Supine chest radiograph in an ICU patient shows the tip of an NG tube in the right lower lobe bronchus (arrow). New opacities are seen in the vicinity of the tip of the NG tube, which may represent hemorrhage or aspiration.

  • Incidence in ICU patients between 0.5% - 1.5% of all NG tube placement
  • Right side more common than left, lower lobe more than intermediate bronchus or main bronchus
  • In one study of 14 malpositions, nearly half of the cases had subsequent pneumothorax requiring chest tubes, and the other half experienced pneumonias at the same site
  • Traditional criteria for determining proper positioning of an NG tube (i.e., sound heard over the stomach upon insufflation of air, aspiration of fluid, absence of coughing) may not work well in ICU patients who are usually obtunded, intubated, have impaired gag reflex, decreased laryngeal sensitivity and are on neuromuscular blocking agents.
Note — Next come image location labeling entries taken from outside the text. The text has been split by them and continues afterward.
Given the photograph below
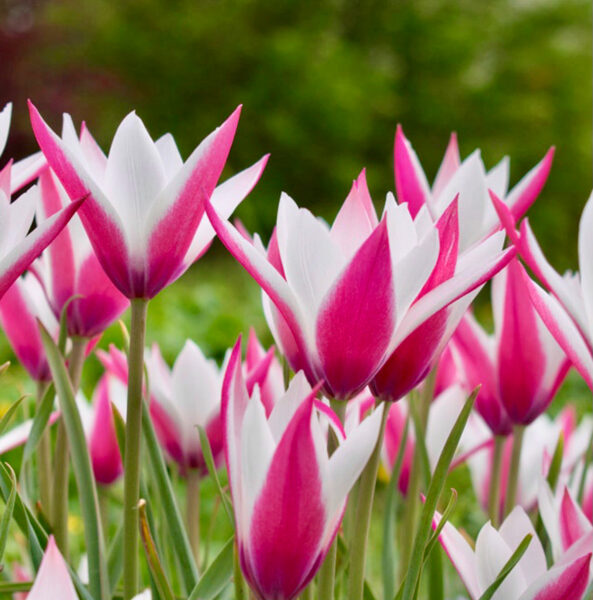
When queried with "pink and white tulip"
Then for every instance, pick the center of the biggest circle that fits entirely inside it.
(183, 398)
(144, 214)
(470, 182)
(23, 304)
(70, 272)
(521, 366)
(530, 579)
(288, 495)
(325, 283)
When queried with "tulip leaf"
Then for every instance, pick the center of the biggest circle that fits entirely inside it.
(217, 576)
(152, 557)
(209, 459)
(168, 503)
(507, 568)
(42, 415)
(83, 472)
(388, 555)
(7, 417)
(7, 514)
(432, 497)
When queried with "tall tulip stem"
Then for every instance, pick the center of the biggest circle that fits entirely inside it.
(132, 453)
(192, 508)
(360, 533)
(494, 491)
(513, 482)
(59, 501)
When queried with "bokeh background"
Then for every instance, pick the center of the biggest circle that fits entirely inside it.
(323, 85)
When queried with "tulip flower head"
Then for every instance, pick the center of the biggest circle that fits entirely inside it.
(144, 216)
(469, 181)
(288, 495)
(342, 299)
(70, 272)
(530, 579)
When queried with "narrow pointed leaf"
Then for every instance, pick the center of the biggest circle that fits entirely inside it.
(81, 463)
(217, 576)
(434, 492)
(40, 421)
(508, 567)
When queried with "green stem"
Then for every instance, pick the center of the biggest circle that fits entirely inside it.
(494, 492)
(192, 511)
(327, 573)
(44, 459)
(59, 501)
(366, 493)
(132, 453)
(513, 480)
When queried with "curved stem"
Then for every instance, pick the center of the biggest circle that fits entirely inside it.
(511, 495)
(132, 453)
(44, 459)
(494, 491)
(364, 506)
(59, 501)
(192, 511)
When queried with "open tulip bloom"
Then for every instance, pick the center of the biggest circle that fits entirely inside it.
(144, 216)
(344, 298)
(530, 579)
(288, 495)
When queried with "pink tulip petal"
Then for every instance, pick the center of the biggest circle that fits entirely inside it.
(176, 213)
(289, 515)
(356, 318)
(410, 182)
(53, 579)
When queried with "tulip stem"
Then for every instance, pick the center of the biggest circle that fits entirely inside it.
(360, 533)
(44, 458)
(327, 573)
(59, 501)
(132, 451)
(494, 491)
(511, 495)
(192, 511)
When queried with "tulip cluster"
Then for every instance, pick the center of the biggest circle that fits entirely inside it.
(382, 379)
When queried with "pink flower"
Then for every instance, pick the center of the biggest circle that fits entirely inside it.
(530, 579)
(288, 495)
(343, 299)
(521, 366)
(21, 306)
(70, 268)
(144, 215)
(469, 181)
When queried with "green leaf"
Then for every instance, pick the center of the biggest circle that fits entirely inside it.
(81, 464)
(152, 557)
(508, 567)
(168, 502)
(40, 421)
(432, 497)
(7, 515)
(217, 576)
(388, 554)
(209, 459)
(9, 414)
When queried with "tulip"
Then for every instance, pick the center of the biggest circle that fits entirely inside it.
(567, 308)
(530, 579)
(567, 526)
(70, 272)
(144, 216)
(288, 495)
(325, 284)
(468, 180)
(23, 304)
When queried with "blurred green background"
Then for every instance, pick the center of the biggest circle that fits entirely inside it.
(323, 86)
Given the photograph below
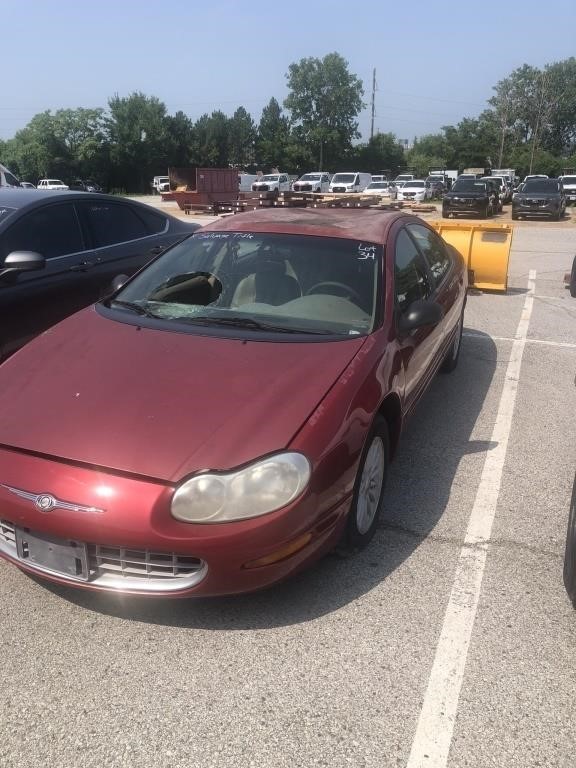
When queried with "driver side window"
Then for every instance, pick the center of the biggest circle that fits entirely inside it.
(411, 279)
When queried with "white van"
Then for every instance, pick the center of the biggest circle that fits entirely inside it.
(272, 182)
(245, 181)
(7, 178)
(350, 182)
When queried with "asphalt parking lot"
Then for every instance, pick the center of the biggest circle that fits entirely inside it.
(448, 642)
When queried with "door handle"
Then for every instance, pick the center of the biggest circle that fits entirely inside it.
(83, 266)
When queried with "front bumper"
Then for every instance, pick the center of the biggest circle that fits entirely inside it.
(536, 207)
(470, 206)
(123, 539)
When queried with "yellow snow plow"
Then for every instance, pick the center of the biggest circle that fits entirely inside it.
(485, 248)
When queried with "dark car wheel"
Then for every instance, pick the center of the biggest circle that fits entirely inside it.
(451, 359)
(368, 488)
(570, 554)
(572, 285)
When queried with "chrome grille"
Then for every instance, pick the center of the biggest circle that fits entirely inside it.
(141, 563)
(125, 569)
(7, 535)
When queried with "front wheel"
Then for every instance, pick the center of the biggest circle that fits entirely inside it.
(570, 554)
(572, 286)
(368, 488)
(451, 359)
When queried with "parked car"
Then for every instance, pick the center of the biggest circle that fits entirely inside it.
(470, 197)
(535, 176)
(55, 184)
(539, 197)
(404, 177)
(229, 414)
(160, 184)
(437, 186)
(498, 193)
(569, 184)
(504, 192)
(272, 182)
(60, 250)
(312, 182)
(383, 189)
(354, 181)
(416, 190)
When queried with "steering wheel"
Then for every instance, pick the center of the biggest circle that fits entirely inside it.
(349, 292)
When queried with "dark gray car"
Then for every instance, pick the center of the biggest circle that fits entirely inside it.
(60, 251)
(541, 198)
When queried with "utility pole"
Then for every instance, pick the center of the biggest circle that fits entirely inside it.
(373, 98)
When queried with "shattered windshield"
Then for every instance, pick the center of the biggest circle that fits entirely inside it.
(254, 281)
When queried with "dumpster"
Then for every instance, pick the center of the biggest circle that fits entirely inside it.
(485, 248)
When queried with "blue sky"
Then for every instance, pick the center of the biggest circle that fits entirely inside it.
(436, 62)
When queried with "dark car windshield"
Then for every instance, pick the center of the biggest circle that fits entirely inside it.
(292, 283)
(469, 185)
(540, 185)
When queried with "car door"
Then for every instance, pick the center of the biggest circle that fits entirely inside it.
(419, 348)
(448, 280)
(32, 301)
(123, 236)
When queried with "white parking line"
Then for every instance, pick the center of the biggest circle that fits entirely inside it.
(433, 737)
(545, 342)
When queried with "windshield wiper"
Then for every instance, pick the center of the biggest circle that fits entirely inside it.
(132, 305)
(248, 322)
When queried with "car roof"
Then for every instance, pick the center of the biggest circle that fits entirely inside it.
(21, 197)
(353, 224)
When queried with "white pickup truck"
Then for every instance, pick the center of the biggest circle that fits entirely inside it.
(272, 182)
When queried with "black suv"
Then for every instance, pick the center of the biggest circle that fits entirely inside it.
(60, 251)
(473, 197)
(539, 197)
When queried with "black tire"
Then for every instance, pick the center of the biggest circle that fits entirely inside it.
(572, 286)
(453, 354)
(570, 554)
(367, 500)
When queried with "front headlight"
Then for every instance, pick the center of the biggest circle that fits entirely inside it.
(262, 487)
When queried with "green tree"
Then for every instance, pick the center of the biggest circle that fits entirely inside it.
(137, 131)
(242, 139)
(324, 101)
(273, 138)
(212, 137)
(381, 153)
(181, 141)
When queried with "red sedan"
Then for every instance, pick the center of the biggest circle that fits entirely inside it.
(228, 415)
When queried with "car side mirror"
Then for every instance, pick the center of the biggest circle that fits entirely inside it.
(118, 282)
(419, 314)
(22, 261)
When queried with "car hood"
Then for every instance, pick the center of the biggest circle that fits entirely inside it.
(451, 195)
(160, 404)
(537, 196)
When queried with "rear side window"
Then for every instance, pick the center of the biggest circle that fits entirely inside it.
(153, 221)
(112, 223)
(410, 272)
(433, 249)
(52, 231)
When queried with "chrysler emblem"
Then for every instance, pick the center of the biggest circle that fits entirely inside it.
(45, 502)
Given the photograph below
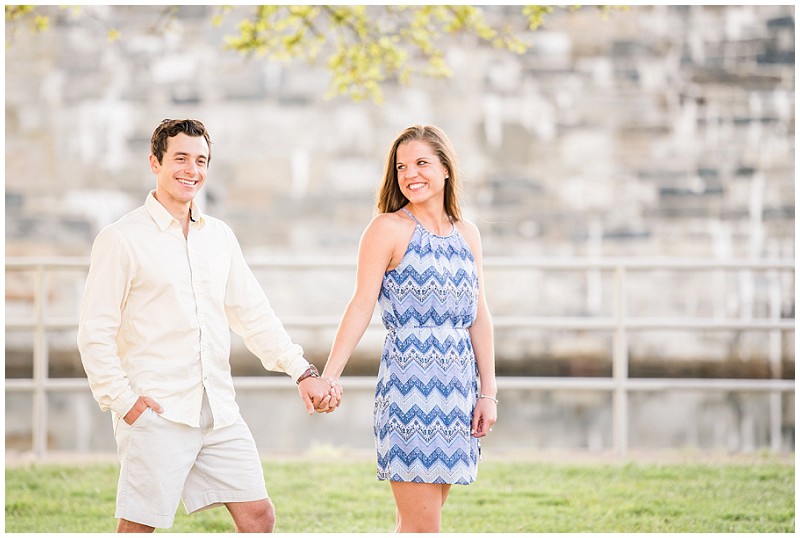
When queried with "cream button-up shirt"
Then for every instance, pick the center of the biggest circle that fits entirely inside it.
(157, 311)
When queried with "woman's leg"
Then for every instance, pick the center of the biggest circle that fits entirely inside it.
(419, 506)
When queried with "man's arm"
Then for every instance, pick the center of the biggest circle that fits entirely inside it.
(107, 286)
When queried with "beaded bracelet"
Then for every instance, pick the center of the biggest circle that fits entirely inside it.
(489, 398)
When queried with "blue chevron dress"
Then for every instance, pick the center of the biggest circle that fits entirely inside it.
(427, 381)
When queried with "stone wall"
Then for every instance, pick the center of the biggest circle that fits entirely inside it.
(661, 131)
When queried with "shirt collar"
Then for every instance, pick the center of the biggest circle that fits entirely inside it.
(163, 217)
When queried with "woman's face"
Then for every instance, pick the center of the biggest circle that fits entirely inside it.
(420, 174)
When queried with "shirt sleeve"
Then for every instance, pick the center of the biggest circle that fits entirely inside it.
(251, 317)
(107, 286)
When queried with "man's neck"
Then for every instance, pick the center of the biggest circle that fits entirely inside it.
(180, 212)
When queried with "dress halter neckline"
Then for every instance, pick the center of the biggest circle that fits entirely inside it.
(415, 219)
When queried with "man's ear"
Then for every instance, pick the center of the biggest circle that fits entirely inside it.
(154, 164)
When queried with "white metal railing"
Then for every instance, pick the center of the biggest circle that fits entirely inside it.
(619, 324)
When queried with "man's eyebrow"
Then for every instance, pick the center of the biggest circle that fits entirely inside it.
(186, 154)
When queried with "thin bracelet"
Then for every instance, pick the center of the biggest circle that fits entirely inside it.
(332, 381)
(489, 398)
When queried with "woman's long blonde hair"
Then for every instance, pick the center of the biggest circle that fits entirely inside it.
(390, 198)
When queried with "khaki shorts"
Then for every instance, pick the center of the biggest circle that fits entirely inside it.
(162, 462)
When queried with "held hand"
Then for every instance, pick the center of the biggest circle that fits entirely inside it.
(333, 399)
(317, 394)
(140, 407)
(484, 417)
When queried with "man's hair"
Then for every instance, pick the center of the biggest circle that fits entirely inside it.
(169, 128)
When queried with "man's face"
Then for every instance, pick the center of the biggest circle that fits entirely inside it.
(182, 170)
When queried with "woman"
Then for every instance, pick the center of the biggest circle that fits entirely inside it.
(422, 262)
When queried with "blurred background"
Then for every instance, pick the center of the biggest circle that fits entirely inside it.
(631, 172)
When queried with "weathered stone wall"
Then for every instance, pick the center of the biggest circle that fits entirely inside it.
(662, 131)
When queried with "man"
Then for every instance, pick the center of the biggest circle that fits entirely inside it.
(166, 285)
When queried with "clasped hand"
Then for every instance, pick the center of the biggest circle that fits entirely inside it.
(322, 395)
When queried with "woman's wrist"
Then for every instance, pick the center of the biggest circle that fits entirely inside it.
(487, 397)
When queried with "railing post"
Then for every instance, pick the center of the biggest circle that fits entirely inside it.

  • Routine radiography after placement of an NG tube in ICU patients can be helpful for detection of tube malposition
  • Once detected intrabronchial NG tube malposition, one should look for evidence of pneumothorax. If not seen, a close follow up radiograph is recommended since delayed pneumothorax may occur.

Bankier AA, Wiesmayr MN, Henk C, et al. Radiographic detection of intrabronchial malpositions of nasogastric tubes and subsequent complications in intensive care unit patients. Intens Care Medicine 1997;23:406-410.